The following CLI commands could be used instead of the WebUI for configuring cOS Core communication with NetEye. It is assumed that the HTTP/HTTPS clients are located on the network called lan_net which is connected to the firewall interface lan.

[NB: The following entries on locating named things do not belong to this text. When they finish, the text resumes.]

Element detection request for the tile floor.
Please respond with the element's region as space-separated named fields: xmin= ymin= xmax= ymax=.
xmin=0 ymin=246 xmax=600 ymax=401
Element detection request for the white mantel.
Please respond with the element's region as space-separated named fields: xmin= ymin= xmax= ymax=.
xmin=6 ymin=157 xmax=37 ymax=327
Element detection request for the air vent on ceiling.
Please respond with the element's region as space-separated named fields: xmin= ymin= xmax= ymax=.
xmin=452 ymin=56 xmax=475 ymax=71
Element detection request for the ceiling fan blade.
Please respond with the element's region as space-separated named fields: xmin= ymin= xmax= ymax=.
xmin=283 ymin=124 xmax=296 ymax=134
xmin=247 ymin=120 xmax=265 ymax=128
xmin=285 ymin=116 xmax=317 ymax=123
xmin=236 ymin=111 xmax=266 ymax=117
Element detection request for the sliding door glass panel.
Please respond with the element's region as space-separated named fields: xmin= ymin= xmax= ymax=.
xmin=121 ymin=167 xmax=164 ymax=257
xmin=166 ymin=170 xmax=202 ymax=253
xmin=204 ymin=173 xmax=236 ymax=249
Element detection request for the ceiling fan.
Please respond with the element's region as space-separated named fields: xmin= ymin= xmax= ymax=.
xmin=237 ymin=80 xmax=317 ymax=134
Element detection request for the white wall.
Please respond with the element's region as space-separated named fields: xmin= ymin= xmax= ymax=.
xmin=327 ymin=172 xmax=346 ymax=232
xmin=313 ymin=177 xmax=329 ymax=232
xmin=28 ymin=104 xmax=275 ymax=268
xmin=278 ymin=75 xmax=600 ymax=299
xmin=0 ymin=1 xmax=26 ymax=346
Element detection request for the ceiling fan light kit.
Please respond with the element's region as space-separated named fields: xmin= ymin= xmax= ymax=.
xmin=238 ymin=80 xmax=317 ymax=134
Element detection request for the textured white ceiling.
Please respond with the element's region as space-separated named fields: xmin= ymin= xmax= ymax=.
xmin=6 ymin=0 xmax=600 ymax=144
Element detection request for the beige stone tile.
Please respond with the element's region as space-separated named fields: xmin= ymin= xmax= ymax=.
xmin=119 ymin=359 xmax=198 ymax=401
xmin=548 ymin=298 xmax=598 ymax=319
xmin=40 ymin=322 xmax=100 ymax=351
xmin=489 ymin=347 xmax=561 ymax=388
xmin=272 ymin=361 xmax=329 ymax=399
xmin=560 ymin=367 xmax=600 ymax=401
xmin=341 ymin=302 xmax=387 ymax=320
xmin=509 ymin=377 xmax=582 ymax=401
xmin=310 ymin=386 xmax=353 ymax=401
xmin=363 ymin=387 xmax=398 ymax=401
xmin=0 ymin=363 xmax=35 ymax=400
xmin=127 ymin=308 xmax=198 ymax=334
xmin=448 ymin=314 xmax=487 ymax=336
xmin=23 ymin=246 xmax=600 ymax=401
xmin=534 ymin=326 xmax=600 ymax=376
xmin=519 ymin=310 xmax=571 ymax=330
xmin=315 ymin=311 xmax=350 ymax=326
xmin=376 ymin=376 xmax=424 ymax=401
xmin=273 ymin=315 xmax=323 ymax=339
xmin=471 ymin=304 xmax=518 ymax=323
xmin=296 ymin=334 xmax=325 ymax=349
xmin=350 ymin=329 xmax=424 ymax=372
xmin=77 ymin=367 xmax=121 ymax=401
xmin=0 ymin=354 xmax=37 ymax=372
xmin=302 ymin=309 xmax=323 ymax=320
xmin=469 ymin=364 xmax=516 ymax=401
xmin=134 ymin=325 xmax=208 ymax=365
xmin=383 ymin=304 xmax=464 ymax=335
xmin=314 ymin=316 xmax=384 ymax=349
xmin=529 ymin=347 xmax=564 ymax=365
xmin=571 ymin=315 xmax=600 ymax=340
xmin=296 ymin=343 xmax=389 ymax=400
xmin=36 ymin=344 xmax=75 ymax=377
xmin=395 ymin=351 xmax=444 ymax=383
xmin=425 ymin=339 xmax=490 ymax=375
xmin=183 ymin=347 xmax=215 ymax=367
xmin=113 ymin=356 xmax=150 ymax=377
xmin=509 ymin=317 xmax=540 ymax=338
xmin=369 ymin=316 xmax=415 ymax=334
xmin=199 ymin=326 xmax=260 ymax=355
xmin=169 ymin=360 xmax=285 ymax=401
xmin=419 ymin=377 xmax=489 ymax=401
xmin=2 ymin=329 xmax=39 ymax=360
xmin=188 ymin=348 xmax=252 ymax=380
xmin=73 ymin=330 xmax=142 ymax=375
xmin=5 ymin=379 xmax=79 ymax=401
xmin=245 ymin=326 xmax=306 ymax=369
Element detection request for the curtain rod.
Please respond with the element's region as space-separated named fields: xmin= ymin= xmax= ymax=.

A. Configure an FQDN Address Object for the Tunnel Endpoint

Device:/> add Address FQDNAddress my_neteye_fqdn
			Address=<NetEye-fqdn>

B. Configure an IPsec Tunnel

First, configure the pre-shared key object for the tunnel:

Device:/> add PSK my_neteye_psk Type=HEX PSKHex=<paste key here>

Next, configure the tunnel:

Device:/> add Interface LANtoLANVPN my_neteye_tunnel
			RemoteEndpoint=my_neteye_fqdn
			LocalNetwork=all-nets
			RemoteNetwork=all-nets
			PSK=my_neteye_psk
			AutoInterfaceNetworkRoute=No

C. Create a New Routing Table

Device:/> add RoutingTable my_neteye_rt

D. Add an all-nets Route

Device:/> cc RoutingTable my_neteye_rt
Device:/rt> add Route Network=all-nets Interface=my_neteye_tunnel

E. Configure a Policy-based Routing Rule

Device:/> add RoutingRule
			ForwardRoutingTable=my_neteye_rt
			ReturnRoutingTable=main
			SourceInterface=lan
			SourceNetwork=lan_net
			DestinationInterface=any
			DestinationNetwork=all-nets
			Service=http-all

F. Configure an IP Policy

Finally, configure an IP policy to allow traffic to flow into the tunnel:

Device:/> add IPPolicy Name=my_neteye_policy
			SourceInterface=lan
			SourceNetwork=lan_net
			DestinationInterface=my_neteye_tunnel
			DestinationNetwork=all-nets
			Service=http-all
			Action=Allow

A CLI activate/commit command sequence can now be applied to make the configuration changes permanent.